Elizabeth Gray was a Scottish early fossil collector. Gray created scientifically organised collections of fossils for several museums.
Life
Elizabeth Anderson was born in Alloway in 1831. She and her family moved to Enoch near Girvan in Ayrshire where they farmed and Elizabeth attended a small private school. Her father was described as an enthusiastic collector of fossils who had a type of trilobite named after him. Anderson was sent to a boarding school in Glasgow when she was fifteen. She stayed for a year and then returned to help in the home.
Marriage (and holidays in Girvan)
She married Robert Gray on 8 April 1856 and they both shared an interest in collecting fossils each holiday back in Girvan. She was assisted by their children when they were able. They lived in Glasgow, where Robert worked in a bank, and their holidays were spent back in Ayrshire. Elizabeth's interest lay in documenting and discovering fossils and she trained her children to document their findings too. Robert co-founded the Natural History Society of Glasgow where much of their findings were exhibited. It was traditional that men took the lead and Mrs Robert Gray was a name she used. Robert would present and take credit for his family's work. At the time you needed to publish papers to join learned societies. Elizabeth's specimens were frequently used at the start of meetings of the Natural History Society of Glasgow but with poor attribution that implied that her husband or she were possibly those responsible. However, in 1866 the first Gray collection was given to the Hunterian Museum in Glasgow by the two of them. The curator of the Hunterian Museum was John Young who was the Regius Professor of Natural History at the University of Glasgow and a strong supporter for women's higher education. He ran classes for women and in 1869 he invited Elizabeth to attend lectures in geology at his university. Her finds and their scientific descriptions became type specimens. Many of her finds are type specimens; the mollusc Lophospira trispiralis, the starfish Hudsonaster grayae and the echinoderm Archophiactis grayae are all defined by fossils she found. From 1874 they were able to use the expertise of the palaeontologists of Edinburgh as the family moved to follow Robert's new job. The Ordovician fossils were described and classified. Robert died in 1887.
Further collaboration
Elizabeth Gray's work was drawn upon by many publications, such as Charles Lapworth's Girvan Succession of 1882. Lapworth noted her work's significance as "the very first collection in which the exact localities and horizons of every individual fossil... written down at the time of collection." Elizabeth was offered the chance to learn how to scientifically describe her own finds by Doctor Ramsay Traquair of the Royal Scottish Museum, but she wanted to concentrate on finding specimens for others to study as she felt that others had more experience. The palaeontologist Thomas Davidson benefited from Gray's lack of interest and he described collections of fossils that Gray sent to him between 1857 and 1885. In 1878–1880, R. Etheridge and H. Alleyne Nicholson published a Monograph of the Silurian Fossils of the Girvan District in Ayrshire using Gray's collection.

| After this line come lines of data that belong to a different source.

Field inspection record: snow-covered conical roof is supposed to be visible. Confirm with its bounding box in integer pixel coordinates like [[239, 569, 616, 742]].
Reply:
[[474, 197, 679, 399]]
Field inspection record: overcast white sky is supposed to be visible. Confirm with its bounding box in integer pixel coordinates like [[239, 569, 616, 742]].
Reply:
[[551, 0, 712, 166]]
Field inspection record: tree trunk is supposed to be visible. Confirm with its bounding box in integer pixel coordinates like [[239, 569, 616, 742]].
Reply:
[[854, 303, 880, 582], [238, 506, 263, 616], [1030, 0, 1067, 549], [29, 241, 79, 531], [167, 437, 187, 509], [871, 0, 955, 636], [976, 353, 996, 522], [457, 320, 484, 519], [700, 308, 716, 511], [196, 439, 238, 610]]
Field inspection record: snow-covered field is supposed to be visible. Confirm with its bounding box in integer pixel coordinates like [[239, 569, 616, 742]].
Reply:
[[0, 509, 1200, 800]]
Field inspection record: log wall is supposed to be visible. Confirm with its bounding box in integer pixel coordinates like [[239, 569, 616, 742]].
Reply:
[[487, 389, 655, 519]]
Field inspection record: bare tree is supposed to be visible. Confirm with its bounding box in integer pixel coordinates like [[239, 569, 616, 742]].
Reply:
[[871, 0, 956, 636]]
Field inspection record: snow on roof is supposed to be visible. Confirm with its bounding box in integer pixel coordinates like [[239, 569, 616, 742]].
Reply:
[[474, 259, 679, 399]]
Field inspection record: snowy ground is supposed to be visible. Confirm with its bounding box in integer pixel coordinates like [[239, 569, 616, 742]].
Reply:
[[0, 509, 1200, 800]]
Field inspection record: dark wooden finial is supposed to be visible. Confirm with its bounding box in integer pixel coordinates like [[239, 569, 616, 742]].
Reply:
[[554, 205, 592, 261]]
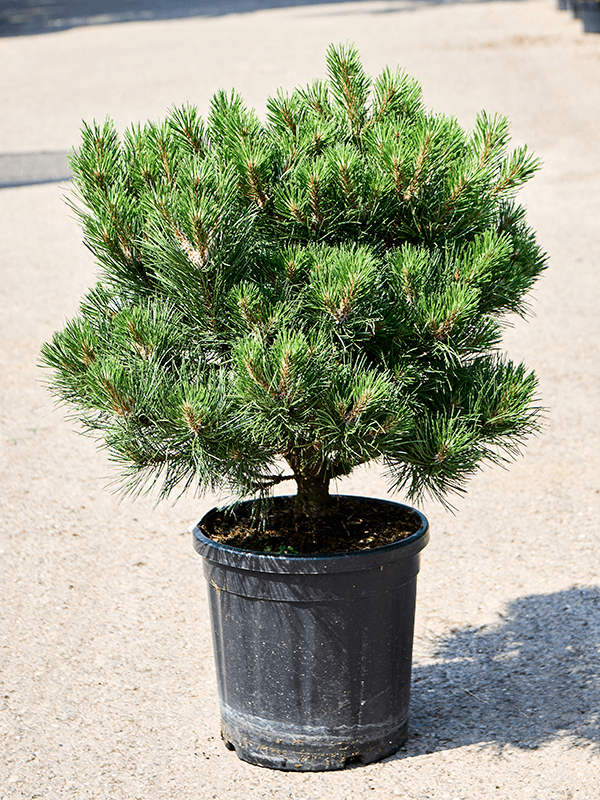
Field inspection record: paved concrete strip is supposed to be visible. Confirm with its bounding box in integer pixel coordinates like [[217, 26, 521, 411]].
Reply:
[[0, 152, 72, 189]]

When Nicholson's funding ran out so did his interest and Gray turned to F.R.Cowper Reed of Cambridge for assistance. He was thought of as a recluse but he was able to publish several papers based on Gray's fossils and it is thought that he never visited the site to see where they had been collected. William Kingdon Spencer worked on her fossils as did Jane Longstaff who sorted out the fossil gastropods. Gray was constantly organising and begging for assistance to ensure that her finds were described correctly and to this end she had a long and at times impatient correspondence with Francis Bather at the British Museum. In 1900 Gray was made an honorary member of the Geological Society of Glasgow, and in 1903, aged 72, Gray was awarded the Murchison geological fund in recognition of her lifelong contributions to the field. The ODNB notes that Gray was "a woman of considerable character, determination, and resourcefulness, with a phenomenally retentive memory." Gray continued gathering fossils until the age of 92, and died in Edinburgh in 1924. After her death, her work was continued by her daughters, Alice and Edith.
Legacy
Gray has left extensive collections of Scottish fossils in a number of British museums. She and her family worked in Girvan from 1855 to 1941. The family created scientifically organised collections of fossils for several museums including the Natural History Museum. Alice, assisted by Edith, continued to visit Girvan until 1941. Alice described it as the recreation of her childhood. They would cover where they had been working to avoid others discovering their current interest and they would not retire for the night until the days findings had been catalogued. Even the chippings from their specimens were retained so that they could be further split, in their house, to find a further fossils. Excluding her father's work the family's interest in actively collecting fossils lasted for 86 years.